Это то, что Гегель называл диалектическим совпадением противоположностей: однообразие как ярчайшая индивидуальность; повторение, требующее высочайшего творческого усилия… Разве таким образом Честертон не предлагает нам ключ к разгадке странного ацтекского обряда человеческих жертвоприношений, совершаемого для того, чтобы назавтра вновь встало солнце? Такой подход становится понятным, когда нам удается осознать бесконечное усилие, требуемое для поддержания этой бесконечной повторяемости. Возможно, относительно чуда непрерывного повторения решающее значение имеет тот факт, что, говоря о нем, Честертон непреднамеренно использует слово «боги»8: разве такой подход к неустанному повторению не как к слепому автоматизму, но как к чуду высшего усилия волн не является в глубине своей языческим? Пусть на ином уровне, но то же наблюдение было сделано много лет назад смышлеными марксистами: при «естественном» ходе событий все меняется, поэтому истинную сложность представляет не объяснение социальных перемен, но, напротив. стабильность и постоянство. Не почему рушился социальный порядок, а каким образом ему удавалось восстановить стабильность и выживать среди всеобщего хаоса и изменчивости? Например, каким образом христианству, гегемонистской идеологии Средневековья, удалось пережить подъем капитализма? И разве это не верно по отношению к антисемитизму? Его существовании на протяжении столь различных общественных формаций и способов производства — при феодализме, капитализме, социализме — вот настоящая тайна, которая нуждается в объяснении.

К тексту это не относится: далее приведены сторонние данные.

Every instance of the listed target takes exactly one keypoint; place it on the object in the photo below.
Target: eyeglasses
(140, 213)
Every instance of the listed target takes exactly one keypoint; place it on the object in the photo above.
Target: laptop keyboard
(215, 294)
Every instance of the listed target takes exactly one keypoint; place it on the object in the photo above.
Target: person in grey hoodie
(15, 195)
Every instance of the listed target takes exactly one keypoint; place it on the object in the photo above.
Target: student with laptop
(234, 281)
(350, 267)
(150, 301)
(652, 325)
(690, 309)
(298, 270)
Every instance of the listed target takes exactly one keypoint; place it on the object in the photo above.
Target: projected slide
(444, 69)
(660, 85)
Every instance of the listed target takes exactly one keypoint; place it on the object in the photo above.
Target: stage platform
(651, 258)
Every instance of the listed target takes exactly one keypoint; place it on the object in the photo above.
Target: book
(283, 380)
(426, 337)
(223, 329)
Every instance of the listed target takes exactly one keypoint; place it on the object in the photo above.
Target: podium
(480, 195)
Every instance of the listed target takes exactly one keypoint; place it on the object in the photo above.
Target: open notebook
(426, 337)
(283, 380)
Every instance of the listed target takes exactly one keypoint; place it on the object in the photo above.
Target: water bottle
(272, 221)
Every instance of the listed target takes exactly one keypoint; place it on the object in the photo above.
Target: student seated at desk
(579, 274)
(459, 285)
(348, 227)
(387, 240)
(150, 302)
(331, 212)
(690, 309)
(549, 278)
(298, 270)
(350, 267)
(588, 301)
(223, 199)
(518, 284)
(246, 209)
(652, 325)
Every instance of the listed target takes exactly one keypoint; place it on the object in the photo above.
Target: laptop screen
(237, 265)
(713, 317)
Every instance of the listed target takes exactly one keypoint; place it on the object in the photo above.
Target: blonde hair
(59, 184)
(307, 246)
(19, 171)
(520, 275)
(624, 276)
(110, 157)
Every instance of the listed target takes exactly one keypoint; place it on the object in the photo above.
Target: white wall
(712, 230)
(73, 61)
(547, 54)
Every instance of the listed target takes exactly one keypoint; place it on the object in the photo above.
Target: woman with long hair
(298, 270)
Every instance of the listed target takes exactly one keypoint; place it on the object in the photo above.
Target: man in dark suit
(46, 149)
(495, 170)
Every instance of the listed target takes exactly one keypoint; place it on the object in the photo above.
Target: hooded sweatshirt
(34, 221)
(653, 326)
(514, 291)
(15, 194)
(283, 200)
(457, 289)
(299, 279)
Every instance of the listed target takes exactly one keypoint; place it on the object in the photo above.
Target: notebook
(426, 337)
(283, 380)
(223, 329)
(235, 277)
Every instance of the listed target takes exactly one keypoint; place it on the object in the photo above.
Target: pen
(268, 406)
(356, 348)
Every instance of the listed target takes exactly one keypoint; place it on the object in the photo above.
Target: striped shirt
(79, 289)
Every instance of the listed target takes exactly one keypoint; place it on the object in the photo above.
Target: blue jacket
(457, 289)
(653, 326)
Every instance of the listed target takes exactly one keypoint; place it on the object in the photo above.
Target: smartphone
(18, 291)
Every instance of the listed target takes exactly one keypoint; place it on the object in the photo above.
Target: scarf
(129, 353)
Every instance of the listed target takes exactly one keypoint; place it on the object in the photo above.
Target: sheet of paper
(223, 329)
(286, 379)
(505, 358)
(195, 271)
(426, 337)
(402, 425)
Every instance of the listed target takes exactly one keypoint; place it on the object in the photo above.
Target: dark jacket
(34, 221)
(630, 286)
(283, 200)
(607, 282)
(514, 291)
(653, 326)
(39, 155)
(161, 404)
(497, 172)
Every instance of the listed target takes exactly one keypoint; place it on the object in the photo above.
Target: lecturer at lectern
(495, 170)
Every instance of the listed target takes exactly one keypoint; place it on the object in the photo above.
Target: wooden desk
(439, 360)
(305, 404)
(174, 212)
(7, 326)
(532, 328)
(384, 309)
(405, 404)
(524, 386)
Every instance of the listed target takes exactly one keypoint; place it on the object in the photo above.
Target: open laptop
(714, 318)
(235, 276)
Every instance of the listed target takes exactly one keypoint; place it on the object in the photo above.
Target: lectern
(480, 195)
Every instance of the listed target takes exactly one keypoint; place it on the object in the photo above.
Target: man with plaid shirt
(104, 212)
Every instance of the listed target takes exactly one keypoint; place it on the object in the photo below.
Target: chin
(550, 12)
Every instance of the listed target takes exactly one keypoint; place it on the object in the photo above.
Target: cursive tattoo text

Для Честертона главный христианский урок волшебных сказок состоит в том, что он насмешливо называет «доктриной Радости-под-Условием»: «В сказке всегда говорится: „Ты будешь жить в золотом и изумрудном дворце, если не скажешь „корова““ или „Ты будешь счастлив с дочерью короля, если не покажешь ей луковицу“. Мечта всегда зависит от запрета»9. Почему же тогда это, по всей видимости, произвольное сингулярное условие всегда ограничивает всеобщее право на счастье? Вот глубоко гегельянское решение Честертона: «отчуждение» от всеобщего права, или закона, происходит для того, чтобы напомнить нам, что всеобщее Добро, к которому мы получаем доступ, не менее случайно, чем и все остальное: «Если Золушка спросит: „Почему я должна в двенадцать уйти с бала?“ крестная ответит: „А за что ты идешь на бал?“»10 Произвольное ограничение призвано напомнить, что сам объект, доступ к которому ограничен, дается нам благодаря непостижимому, произвольному чуду божественного дара и тем самым подкрепляет чудо возможности получить этот дар: «Верность одной женщине — недорогая плата за то, чтобы увидеть хоть одну женщину. […] Оскар Уайльд сказал, что закаты никто не ценит, потому что за них нельзя заплатить. Он не прав: мы можем заплатить тем, что мы — не Оскар Уайльд»11.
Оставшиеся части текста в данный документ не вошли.